La Havane - Samedi 5 octobre, 11h00 du matin. Je viens de faire le tour de trois stations-service à La Havane, sans trouver du diesel. L’aiguille de mon réservoir baisse dangereusement, j’en suis désormais à un quart de plein. La chaleur est écrasante, mais  je coupe la clim. Hors de question de gaspiller le carburant. Je tente une quatrième station où une vingtaine de voitures font la queue, et je calcule mentalement: j’en aurai pour 1h à 1h30 d’attente. «Ouf, ça va», telle est ma réaction! Car cela fait deux semaines que j’entend des histoires de queues de cinq ou six heures, parfois une journée entière, quand certains automobilistes ne dorment pas carrément face à la station.

Tout a commencé le 11 septembre: le président cubain Miguel Diaz-Canel est apparu à la télévision pour expliquer que l’île affrontait une pénurie «conjoncturelle» de carburant. En cause ? Les sanctions appliquées par les Etats-Unis depuis le mois d’avril aux bateaux compagnies transportant du pétrole vénézuélien. Or c’est justement le Venezuela qui fournit la quasi-totalité du brut dont a besoin Cuba.

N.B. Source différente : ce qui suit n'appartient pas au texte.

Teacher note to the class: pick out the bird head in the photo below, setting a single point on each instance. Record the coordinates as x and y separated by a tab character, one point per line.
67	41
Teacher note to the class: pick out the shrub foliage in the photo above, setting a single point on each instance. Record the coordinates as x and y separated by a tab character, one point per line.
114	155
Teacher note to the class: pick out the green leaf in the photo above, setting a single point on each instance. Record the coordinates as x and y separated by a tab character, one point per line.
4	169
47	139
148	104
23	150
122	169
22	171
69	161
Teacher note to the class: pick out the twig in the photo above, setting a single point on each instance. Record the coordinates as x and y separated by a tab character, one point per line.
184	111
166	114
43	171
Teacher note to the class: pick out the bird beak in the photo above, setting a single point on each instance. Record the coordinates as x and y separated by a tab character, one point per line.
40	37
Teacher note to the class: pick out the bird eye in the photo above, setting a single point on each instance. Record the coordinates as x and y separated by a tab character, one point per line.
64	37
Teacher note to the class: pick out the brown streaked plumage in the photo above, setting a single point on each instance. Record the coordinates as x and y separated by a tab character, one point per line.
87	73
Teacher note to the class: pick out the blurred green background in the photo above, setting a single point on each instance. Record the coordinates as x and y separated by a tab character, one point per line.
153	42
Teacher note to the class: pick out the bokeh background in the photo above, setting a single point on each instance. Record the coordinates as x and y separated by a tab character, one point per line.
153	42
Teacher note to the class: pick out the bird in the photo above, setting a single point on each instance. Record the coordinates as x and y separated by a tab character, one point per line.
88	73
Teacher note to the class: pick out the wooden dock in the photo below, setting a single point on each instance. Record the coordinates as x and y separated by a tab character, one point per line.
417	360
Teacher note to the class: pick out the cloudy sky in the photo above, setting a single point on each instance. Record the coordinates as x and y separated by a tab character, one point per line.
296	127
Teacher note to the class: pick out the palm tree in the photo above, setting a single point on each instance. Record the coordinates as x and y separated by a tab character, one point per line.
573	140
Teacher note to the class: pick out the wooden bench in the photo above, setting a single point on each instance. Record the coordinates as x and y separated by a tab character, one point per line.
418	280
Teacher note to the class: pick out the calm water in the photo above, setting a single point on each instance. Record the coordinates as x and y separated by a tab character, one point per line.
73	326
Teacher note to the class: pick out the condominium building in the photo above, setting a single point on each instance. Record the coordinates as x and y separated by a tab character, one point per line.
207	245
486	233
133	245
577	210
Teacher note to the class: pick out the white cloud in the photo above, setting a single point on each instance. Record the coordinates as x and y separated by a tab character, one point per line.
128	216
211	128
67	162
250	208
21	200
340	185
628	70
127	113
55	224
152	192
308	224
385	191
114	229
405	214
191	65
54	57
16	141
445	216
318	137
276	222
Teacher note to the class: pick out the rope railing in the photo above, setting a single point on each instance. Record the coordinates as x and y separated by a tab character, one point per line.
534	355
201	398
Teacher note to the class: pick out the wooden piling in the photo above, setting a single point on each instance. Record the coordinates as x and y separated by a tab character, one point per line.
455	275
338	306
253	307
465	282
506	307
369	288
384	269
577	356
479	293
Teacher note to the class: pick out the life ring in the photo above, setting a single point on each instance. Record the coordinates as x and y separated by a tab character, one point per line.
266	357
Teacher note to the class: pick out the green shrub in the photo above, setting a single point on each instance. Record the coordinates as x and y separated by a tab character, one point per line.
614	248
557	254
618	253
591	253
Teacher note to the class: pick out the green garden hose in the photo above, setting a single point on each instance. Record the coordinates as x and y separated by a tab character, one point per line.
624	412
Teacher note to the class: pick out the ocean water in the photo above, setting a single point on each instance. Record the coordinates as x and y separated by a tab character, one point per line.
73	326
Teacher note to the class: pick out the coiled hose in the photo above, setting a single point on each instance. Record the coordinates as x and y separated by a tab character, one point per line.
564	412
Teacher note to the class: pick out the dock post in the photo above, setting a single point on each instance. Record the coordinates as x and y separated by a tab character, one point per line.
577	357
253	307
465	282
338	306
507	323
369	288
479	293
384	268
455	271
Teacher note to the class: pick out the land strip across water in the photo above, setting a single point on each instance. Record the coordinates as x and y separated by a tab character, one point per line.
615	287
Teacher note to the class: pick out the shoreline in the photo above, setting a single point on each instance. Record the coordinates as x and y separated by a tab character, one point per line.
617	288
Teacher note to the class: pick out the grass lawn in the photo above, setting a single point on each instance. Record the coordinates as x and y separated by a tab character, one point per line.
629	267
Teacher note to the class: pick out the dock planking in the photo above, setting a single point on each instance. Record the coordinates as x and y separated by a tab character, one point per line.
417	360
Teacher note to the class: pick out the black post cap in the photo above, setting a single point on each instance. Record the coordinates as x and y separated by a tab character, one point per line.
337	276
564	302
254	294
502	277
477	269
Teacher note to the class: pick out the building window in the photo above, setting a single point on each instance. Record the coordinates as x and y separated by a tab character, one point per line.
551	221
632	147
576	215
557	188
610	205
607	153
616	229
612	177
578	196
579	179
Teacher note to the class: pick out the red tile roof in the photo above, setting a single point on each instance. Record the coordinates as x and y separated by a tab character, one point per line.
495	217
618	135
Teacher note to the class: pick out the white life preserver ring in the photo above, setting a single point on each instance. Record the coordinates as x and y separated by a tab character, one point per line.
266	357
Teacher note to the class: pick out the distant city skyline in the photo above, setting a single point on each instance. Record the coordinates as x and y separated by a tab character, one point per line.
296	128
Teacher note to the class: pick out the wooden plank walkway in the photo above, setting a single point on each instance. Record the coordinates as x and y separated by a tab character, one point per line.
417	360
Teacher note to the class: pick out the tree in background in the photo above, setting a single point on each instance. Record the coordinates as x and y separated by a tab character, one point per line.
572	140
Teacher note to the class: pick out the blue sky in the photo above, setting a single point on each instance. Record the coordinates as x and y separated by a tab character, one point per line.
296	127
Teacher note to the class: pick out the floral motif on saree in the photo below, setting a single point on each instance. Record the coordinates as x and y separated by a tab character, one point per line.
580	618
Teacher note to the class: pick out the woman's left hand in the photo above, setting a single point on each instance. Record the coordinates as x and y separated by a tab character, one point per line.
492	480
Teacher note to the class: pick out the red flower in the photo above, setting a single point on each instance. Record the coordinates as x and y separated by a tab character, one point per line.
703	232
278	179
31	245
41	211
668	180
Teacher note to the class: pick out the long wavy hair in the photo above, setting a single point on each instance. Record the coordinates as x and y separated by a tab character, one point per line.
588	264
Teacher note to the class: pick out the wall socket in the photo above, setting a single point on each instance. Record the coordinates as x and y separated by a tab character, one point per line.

A la télévision, le dirigeant socialiste prend un ton rassurant, et explique qu’un bateau arrivera dans trois jours, puis d’autres à la fin du mois. Pas de raison de s’inquiéter : très vite, dès début octobre, la situation reviendra à la normale.

Mais l’effet est immédiat. Les files d’attente ont commencé dès la fin de l’émission: pris de panique, nombre de Cubains ont accouru aux stations-service pour faire le plein… et remplir plusieurs bidons de réserve.

19 septembre 2019, La Havane. (AFP / Yamil Lage)

Les jours ont passé, les files d’attente se sont allongées et le gouvernement a commencé à appliquer des mesures d’économie d’énergie, comme la réduction des fréquences de trains et de bus, l’arrêt de la climatisation, voire de l’électricité quelques heures par jour, dans les entreprises d’Etat, le renvoi chez eux de nombreux fonctionnaires. Dans les campagnes, on a recommencé à utiliser les bœufs et les chevaux au lieu des tracteurs.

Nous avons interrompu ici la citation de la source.